I. Cilt
( - 1350)

II. Cilt
(1350 - 1650)

III. Cilt
(1650 - 1800)

IV. Cilt
(1800 - 1970)

Devinim Nedir?

Bilimsel araştırmanın felsefi temelleri Büyük Albert ile Aziz Thomas Aquinas tarafından atılmış olsa da doğa olaylarına duyulan ilgi çok daha eskilere dayanır. 1000. yıl kuşağının mensuplarından Gerbert (sonradan Papa II. Sylvester) Arap matematiği ve astronomisi öğrenmek için İspanya’ya gider. On İkinci yüzyılda Chartes Katedral Okulu’nun bilim adamları, Yaratılışı daha iyi anlayabilmek için Eflâtun’un Timaeus136’unu ve Arapların çalışmalarını incelerler. Yine On İkinci yüzyılda, çok sayıda Yunanca ve Arapça eser, Latinceye çevrilirken, bilim adamları Batı Avrupa’da Latinceye çevrilmemiş kitaplara erişebilmek üzere Sicilya, İspanya ve İstanbul’un yolunu tutar. On Üçüncü yüzyılın başlarında, Yunan düşünürlerinin mantık, fizik, tıp, astronomi ve matematik alanında yaptığı belli başlı iki yüzü aşkın çalışma, Latinceye çevrilmiş durumdadır ve üniversitede okutulmaktadır. Bin yıllık nispi ataletten sonra, Paris ve Oxford üniversiteleri bilimi Antik Çağ’ın bıraktığı yerden alıp doğanın sırlarını keşfetmek üzere, adeta yeni bir saldırı başlatırlar.

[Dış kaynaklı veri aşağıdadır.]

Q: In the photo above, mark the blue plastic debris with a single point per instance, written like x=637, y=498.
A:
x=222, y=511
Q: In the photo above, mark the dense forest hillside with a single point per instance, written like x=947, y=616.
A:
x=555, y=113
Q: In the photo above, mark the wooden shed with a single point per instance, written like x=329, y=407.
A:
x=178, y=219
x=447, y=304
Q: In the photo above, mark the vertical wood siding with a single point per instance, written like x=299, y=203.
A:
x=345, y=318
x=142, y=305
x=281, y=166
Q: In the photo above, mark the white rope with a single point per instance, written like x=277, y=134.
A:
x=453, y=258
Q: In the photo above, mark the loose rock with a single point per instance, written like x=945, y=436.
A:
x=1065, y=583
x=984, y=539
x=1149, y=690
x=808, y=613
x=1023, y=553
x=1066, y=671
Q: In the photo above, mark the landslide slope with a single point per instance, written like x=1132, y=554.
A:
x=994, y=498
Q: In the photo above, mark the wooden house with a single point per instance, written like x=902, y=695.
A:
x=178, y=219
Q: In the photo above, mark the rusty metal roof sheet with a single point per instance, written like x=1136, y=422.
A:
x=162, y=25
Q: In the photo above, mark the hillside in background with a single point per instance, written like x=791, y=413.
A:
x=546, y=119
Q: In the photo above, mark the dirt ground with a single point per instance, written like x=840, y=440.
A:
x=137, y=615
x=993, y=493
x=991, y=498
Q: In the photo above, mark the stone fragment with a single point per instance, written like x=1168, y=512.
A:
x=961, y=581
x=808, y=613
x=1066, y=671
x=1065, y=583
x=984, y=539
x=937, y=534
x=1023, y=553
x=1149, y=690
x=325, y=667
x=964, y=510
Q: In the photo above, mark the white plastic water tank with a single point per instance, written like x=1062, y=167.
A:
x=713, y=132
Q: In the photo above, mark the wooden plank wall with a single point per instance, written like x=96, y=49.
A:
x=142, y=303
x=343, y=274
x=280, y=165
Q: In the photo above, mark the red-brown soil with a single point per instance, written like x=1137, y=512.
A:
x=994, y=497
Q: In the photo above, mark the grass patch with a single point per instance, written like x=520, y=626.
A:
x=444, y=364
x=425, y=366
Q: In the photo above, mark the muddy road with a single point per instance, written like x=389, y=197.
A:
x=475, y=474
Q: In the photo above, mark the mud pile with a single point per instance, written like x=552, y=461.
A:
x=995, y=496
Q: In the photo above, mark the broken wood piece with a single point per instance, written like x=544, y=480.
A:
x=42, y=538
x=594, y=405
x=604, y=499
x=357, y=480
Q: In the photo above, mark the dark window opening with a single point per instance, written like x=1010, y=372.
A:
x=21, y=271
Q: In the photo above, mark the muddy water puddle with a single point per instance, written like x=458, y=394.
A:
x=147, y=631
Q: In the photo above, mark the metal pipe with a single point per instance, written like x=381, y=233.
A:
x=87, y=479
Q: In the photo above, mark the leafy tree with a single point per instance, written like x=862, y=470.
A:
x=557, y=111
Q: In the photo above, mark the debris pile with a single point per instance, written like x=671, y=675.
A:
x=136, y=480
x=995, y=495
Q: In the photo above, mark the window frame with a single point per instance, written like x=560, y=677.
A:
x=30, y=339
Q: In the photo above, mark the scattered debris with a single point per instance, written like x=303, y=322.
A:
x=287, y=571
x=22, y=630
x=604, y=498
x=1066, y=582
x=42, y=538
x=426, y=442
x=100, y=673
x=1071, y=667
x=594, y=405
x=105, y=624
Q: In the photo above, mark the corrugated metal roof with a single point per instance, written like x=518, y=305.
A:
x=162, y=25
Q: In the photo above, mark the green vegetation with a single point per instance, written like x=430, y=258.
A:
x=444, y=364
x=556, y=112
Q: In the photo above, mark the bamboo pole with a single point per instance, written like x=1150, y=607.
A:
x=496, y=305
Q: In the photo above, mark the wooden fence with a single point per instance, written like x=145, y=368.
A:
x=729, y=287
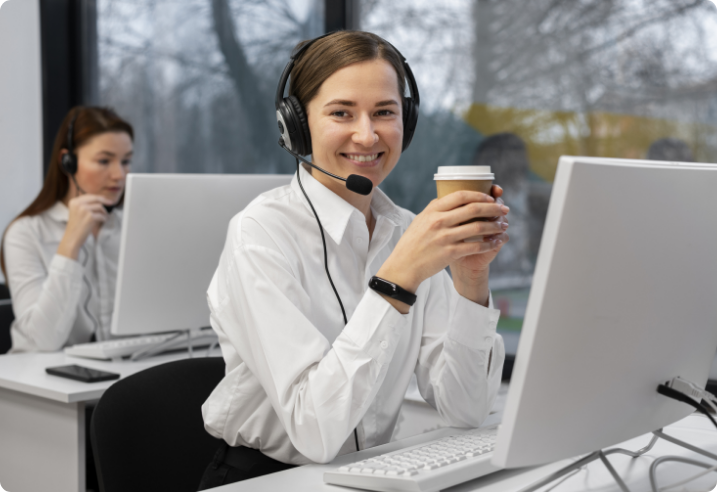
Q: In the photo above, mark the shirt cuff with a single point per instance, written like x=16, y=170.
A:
x=376, y=327
x=473, y=325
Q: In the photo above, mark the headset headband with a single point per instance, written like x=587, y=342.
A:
x=412, y=87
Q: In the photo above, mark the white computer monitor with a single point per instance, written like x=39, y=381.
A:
x=174, y=229
x=624, y=297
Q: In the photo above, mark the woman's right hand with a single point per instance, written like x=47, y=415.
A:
x=436, y=236
x=85, y=213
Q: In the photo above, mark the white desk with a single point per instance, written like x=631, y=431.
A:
x=695, y=429
x=42, y=419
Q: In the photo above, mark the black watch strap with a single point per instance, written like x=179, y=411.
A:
x=392, y=290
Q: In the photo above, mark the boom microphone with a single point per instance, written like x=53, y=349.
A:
x=356, y=183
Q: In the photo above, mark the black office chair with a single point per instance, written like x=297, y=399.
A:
x=147, y=430
x=6, y=318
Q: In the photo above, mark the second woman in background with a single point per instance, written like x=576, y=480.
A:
x=60, y=254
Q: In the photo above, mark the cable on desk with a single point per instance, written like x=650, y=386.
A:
x=684, y=398
x=658, y=461
x=679, y=396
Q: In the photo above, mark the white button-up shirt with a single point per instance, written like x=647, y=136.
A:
x=297, y=380
x=59, y=301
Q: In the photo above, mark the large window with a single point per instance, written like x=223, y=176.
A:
x=508, y=83
x=516, y=84
x=197, y=78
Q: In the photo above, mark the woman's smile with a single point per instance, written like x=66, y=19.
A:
x=364, y=160
x=356, y=124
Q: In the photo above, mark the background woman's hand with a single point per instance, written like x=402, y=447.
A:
x=86, y=212
x=435, y=239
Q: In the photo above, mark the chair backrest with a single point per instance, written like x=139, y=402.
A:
x=147, y=430
x=6, y=318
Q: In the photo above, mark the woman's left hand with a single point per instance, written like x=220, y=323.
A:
x=470, y=273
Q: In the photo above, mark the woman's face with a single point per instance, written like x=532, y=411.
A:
x=102, y=165
x=356, y=122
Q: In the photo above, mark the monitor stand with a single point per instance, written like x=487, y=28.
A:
x=602, y=456
x=190, y=338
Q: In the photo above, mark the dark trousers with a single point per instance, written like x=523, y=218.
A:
x=234, y=464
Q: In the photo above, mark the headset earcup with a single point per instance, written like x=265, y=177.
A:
x=410, y=119
x=303, y=135
x=69, y=164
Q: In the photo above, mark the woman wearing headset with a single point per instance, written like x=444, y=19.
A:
x=302, y=385
x=60, y=254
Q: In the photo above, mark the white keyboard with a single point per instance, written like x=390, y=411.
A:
x=122, y=347
x=427, y=467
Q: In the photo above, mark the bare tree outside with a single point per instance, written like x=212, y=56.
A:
x=590, y=77
x=197, y=78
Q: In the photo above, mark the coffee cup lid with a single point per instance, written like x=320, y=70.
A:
x=463, y=172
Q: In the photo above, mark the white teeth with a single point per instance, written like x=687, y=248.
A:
x=362, y=158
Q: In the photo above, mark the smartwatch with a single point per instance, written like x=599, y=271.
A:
x=392, y=290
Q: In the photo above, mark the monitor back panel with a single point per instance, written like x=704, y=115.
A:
x=174, y=229
x=624, y=297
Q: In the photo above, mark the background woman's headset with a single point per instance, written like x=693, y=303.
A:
x=69, y=160
x=291, y=116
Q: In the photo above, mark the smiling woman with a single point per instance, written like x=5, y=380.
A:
x=60, y=254
x=306, y=381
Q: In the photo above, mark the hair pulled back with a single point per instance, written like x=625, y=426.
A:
x=336, y=51
x=89, y=122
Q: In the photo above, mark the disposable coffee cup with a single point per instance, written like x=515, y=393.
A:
x=473, y=178
x=454, y=178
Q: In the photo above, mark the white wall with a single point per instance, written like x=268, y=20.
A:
x=20, y=107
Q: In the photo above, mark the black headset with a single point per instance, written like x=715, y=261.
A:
x=68, y=163
x=291, y=116
x=69, y=160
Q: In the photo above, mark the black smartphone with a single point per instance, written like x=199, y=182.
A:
x=81, y=373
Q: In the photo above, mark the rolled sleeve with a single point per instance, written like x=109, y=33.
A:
x=45, y=299
x=473, y=325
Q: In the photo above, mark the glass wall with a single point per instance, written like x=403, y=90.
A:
x=197, y=78
x=516, y=84
x=508, y=83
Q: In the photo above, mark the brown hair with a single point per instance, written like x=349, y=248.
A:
x=88, y=122
x=336, y=51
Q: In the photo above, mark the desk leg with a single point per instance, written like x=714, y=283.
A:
x=42, y=444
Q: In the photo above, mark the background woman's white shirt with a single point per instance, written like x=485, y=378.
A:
x=298, y=381
x=59, y=301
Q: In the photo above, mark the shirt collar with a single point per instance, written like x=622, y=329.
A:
x=335, y=212
x=59, y=212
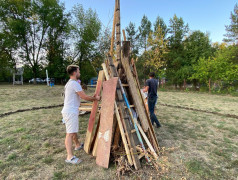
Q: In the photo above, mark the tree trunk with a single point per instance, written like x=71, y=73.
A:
x=184, y=84
x=209, y=84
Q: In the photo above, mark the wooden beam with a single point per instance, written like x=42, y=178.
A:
x=151, y=132
x=89, y=134
x=119, y=121
x=125, y=118
x=118, y=30
x=124, y=34
x=133, y=87
x=113, y=32
x=85, y=108
x=106, y=122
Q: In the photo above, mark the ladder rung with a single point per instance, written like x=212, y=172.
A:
x=141, y=155
x=130, y=106
x=133, y=130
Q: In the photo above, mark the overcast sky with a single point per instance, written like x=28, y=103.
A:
x=206, y=15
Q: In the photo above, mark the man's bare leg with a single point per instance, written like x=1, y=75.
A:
x=68, y=145
x=76, y=141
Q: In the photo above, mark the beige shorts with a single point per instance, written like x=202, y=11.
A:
x=71, y=122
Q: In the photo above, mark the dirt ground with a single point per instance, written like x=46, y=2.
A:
x=194, y=145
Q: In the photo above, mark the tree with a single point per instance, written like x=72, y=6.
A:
x=144, y=31
x=220, y=68
x=27, y=22
x=86, y=30
x=156, y=55
x=232, y=29
x=132, y=36
x=197, y=45
x=178, y=31
x=160, y=23
x=56, y=46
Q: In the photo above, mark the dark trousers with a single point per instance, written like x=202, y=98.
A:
x=151, y=104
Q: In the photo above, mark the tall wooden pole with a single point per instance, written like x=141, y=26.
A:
x=113, y=32
x=118, y=31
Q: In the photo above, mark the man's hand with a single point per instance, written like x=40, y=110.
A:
x=98, y=98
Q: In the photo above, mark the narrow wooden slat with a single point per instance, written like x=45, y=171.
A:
x=106, y=122
x=151, y=132
x=126, y=123
x=133, y=87
x=119, y=121
x=89, y=134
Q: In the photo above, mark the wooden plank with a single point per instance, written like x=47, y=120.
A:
x=151, y=132
x=116, y=138
x=133, y=87
x=89, y=134
x=119, y=121
x=113, y=33
x=85, y=108
x=124, y=34
x=106, y=122
x=95, y=145
x=118, y=31
x=125, y=119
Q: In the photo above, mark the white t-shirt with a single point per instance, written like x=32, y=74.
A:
x=71, y=99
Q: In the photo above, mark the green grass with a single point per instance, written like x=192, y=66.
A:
x=198, y=145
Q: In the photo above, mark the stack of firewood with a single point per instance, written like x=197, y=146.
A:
x=122, y=127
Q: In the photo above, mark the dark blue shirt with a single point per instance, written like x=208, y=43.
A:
x=153, y=85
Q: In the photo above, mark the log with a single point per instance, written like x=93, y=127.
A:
x=125, y=118
x=106, y=122
x=133, y=87
x=119, y=121
x=91, y=123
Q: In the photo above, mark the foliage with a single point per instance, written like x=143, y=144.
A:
x=28, y=22
x=156, y=55
x=132, y=36
x=144, y=31
x=176, y=57
x=86, y=29
x=232, y=29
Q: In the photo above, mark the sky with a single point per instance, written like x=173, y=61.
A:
x=209, y=16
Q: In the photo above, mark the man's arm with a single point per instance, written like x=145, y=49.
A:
x=88, y=98
x=146, y=89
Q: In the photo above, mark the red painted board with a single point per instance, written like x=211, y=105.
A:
x=106, y=122
x=91, y=123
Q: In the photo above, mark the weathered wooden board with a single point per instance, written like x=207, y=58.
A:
x=125, y=120
x=133, y=87
x=106, y=122
x=120, y=125
x=91, y=123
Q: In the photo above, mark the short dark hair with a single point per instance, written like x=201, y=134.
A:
x=152, y=74
x=71, y=69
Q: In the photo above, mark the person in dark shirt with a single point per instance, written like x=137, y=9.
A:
x=151, y=88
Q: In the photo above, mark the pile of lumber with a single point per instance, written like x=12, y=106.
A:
x=120, y=124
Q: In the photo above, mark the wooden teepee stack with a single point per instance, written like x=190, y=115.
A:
x=123, y=121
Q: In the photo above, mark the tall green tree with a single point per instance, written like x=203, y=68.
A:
x=56, y=46
x=86, y=30
x=232, y=29
x=132, y=36
x=156, y=55
x=159, y=22
x=197, y=45
x=144, y=32
x=27, y=22
x=178, y=30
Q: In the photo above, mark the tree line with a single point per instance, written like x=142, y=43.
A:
x=41, y=34
x=184, y=56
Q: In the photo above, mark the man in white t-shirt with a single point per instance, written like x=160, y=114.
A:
x=70, y=111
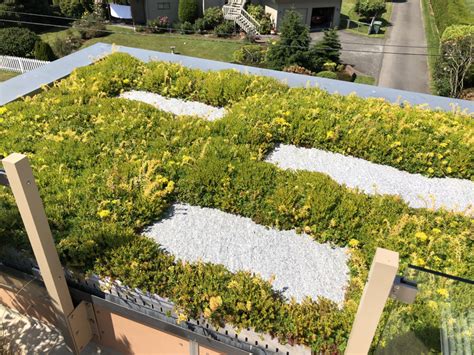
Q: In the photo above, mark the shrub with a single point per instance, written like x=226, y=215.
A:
x=43, y=51
x=252, y=54
x=264, y=19
x=199, y=26
x=186, y=28
x=327, y=74
x=107, y=167
x=90, y=26
x=293, y=46
x=63, y=46
x=213, y=17
x=159, y=25
x=225, y=29
x=297, y=70
x=370, y=8
x=328, y=49
x=187, y=10
x=17, y=41
x=455, y=61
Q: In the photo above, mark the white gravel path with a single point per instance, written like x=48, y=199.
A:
x=176, y=106
x=301, y=266
x=417, y=190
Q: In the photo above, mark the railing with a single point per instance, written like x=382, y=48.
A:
x=20, y=65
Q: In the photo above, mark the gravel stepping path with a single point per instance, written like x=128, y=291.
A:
x=176, y=106
x=416, y=190
x=301, y=266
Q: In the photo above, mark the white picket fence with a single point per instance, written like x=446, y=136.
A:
x=20, y=65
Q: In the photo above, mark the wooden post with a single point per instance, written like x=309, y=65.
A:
x=377, y=289
x=73, y=323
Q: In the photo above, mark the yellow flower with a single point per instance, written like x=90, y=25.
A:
x=207, y=313
x=215, y=302
x=103, y=213
x=421, y=236
x=182, y=318
x=353, y=243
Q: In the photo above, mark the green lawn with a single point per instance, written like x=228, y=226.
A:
x=191, y=45
x=347, y=12
x=5, y=75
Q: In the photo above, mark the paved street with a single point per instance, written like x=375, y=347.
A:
x=399, y=70
x=362, y=52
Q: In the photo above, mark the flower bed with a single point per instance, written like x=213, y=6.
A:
x=108, y=167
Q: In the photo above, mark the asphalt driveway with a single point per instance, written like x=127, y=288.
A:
x=362, y=52
x=405, y=64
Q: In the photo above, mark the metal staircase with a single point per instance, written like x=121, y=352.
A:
x=235, y=11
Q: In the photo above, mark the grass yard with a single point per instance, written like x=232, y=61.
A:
x=109, y=167
x=347, y=12
x=190, y=45
x=5, y=75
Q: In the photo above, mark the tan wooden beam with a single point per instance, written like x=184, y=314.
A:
x=73, y=323
x=376, y=291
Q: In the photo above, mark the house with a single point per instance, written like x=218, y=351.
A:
x=315, y=13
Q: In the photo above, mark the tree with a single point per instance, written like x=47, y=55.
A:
x=455, y=61
x=43, y=51
x=293, y=46
x=188, y=10
x=370, y=8
x=328, y=49
x=76, y=8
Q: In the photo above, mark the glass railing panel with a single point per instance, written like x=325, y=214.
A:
x=440, y=321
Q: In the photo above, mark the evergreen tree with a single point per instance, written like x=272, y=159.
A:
x=187, y=10
x=328, y=49
x=293, y=46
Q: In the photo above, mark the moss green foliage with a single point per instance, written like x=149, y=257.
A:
x=187, y=10
x=293, y=46
x=326, y=50
x=43, y=51
x=107, y=167
x=17, y=41
x=252, y=54
x=370, y=8
x=75, y=8
x=264, y=19
x=213, y=17
x=454, y=66
x=327, y=74
x=452, y=12
x=225, y=29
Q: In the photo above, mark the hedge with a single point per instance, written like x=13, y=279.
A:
x=108, y=167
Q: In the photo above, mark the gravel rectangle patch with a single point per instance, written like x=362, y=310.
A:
x=176, y=106
x=416, y=190
x=300, y=266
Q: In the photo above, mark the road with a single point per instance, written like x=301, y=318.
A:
x=407, y=69
x=362, y=52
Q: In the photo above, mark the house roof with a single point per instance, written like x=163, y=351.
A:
x=32, y=81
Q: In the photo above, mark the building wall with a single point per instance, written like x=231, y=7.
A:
x=303, y=7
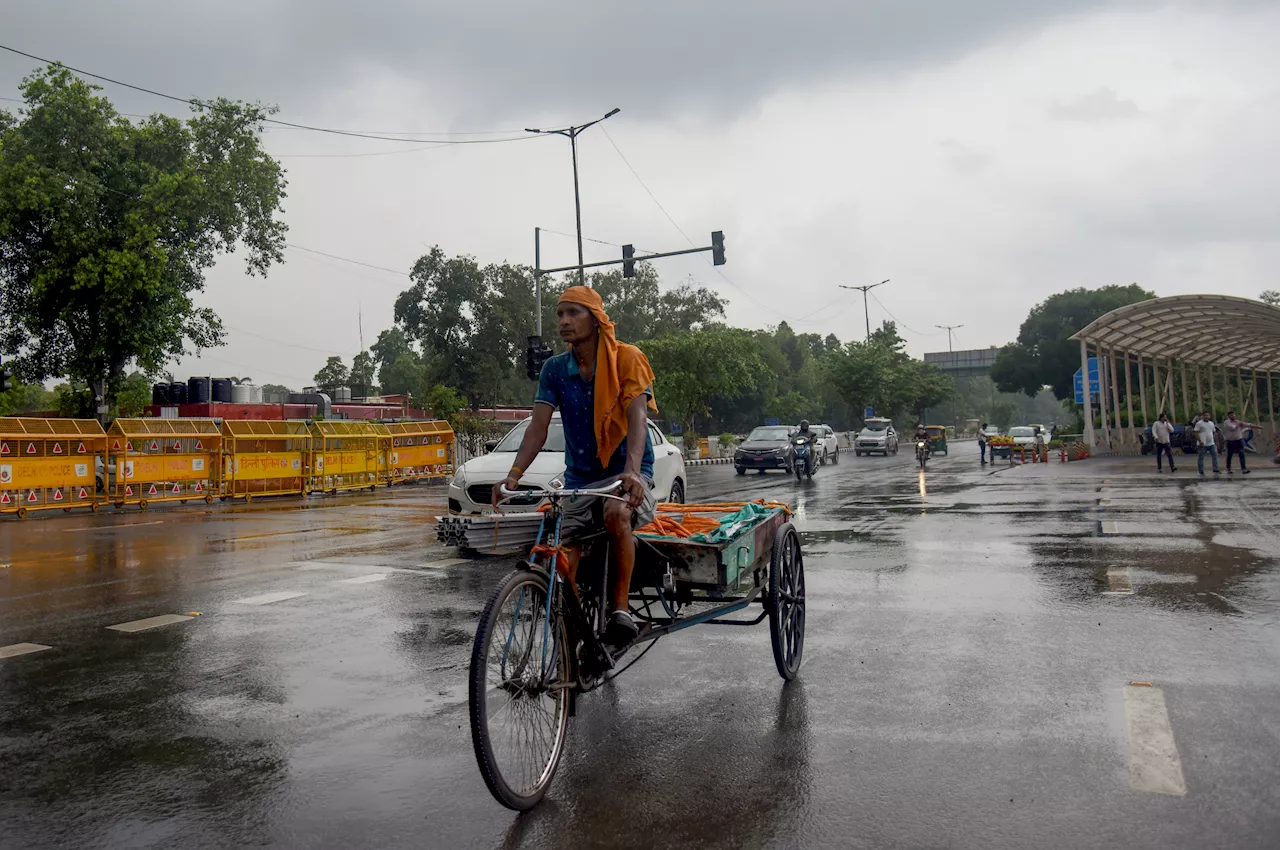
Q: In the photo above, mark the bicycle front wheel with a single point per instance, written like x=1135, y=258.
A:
x=519, y=691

Batı tarihinin kaydettiği en büyük başarılarından biri olarak öne çıkan bu girişim, Antik Çağ’da yazılmış eserlerin incelenmesiyle sınırlı kalmayacaktır. Bilim adamlarının çoğu, Aristo’nun Fizik’ine eleştiriler yazmakla yetinseler de, özgün çalışmalar da yapılacaktır. Nitekim Maricourtlu Peter, On Üçüncü yüzyılda manyetizmaya dair deneye dayalı bir kitap yazmış, aynı yıllarda Freidburglu Dietrich gökkuşağına dair bilimsel değeri haiz bir kuram geliştirmeyi başarmıştır. Doğayı keşfetmeye çalışan bu insanlar, bir yandan da kendi bilimsel yöntemlerini geliştirir. Bugün “bilimsel yöntem” olarak tanımladığımız ve İngiliz piskopos Robert Grosseteste tarafından geliştirilmiş olan metodoloji, Orta Çağ’ın en büyük bilimsel keşiflerinden biri sayılır. Orta Çağ bilim adamları deneyselcilik (ampirisizm) ve özeleştirinin ötesinde, matematik alanında da gelişme kaydeder. On Üçüncü yüzyılda Arap rakamları artık epey yaygın biçimde kullanılmaktadır ve hesap yapmak kolaylaşmıştır; özellikle Paris, Oxford ve Cambridge’deki bilim adamları, doğanın görünür gerçeklerini matematiksel terimlerle açıklamaya çalışır.

On Üçüncü yüzyılın matematiksel fizikçilerinden biri olan John Buridan (1296–1366) aşağıdaki anlaması zor metinde, Antik ve Orta Çağ fiziğinin geleneksel ilgi alanlarından olan hareket sorununu tartışmaktadır. Soruyu gündeme getiren ilk bilgin, aslında Aristo’dur. Aristo’dan sonra gelen âlimler, ya onunla hemfikir olmuş -ki, genellikle böyledir- veya karşıt kuramlar geliştirmişlerdir. Buridan, Aristo ile aynı görüşte olmayanlardandır ve sorunu ele alış tarzıyla, kendisinden dört yüz yıl sonra bu alanda matematiksel formüller geliştirecek olan Newton’a giden yolu açar.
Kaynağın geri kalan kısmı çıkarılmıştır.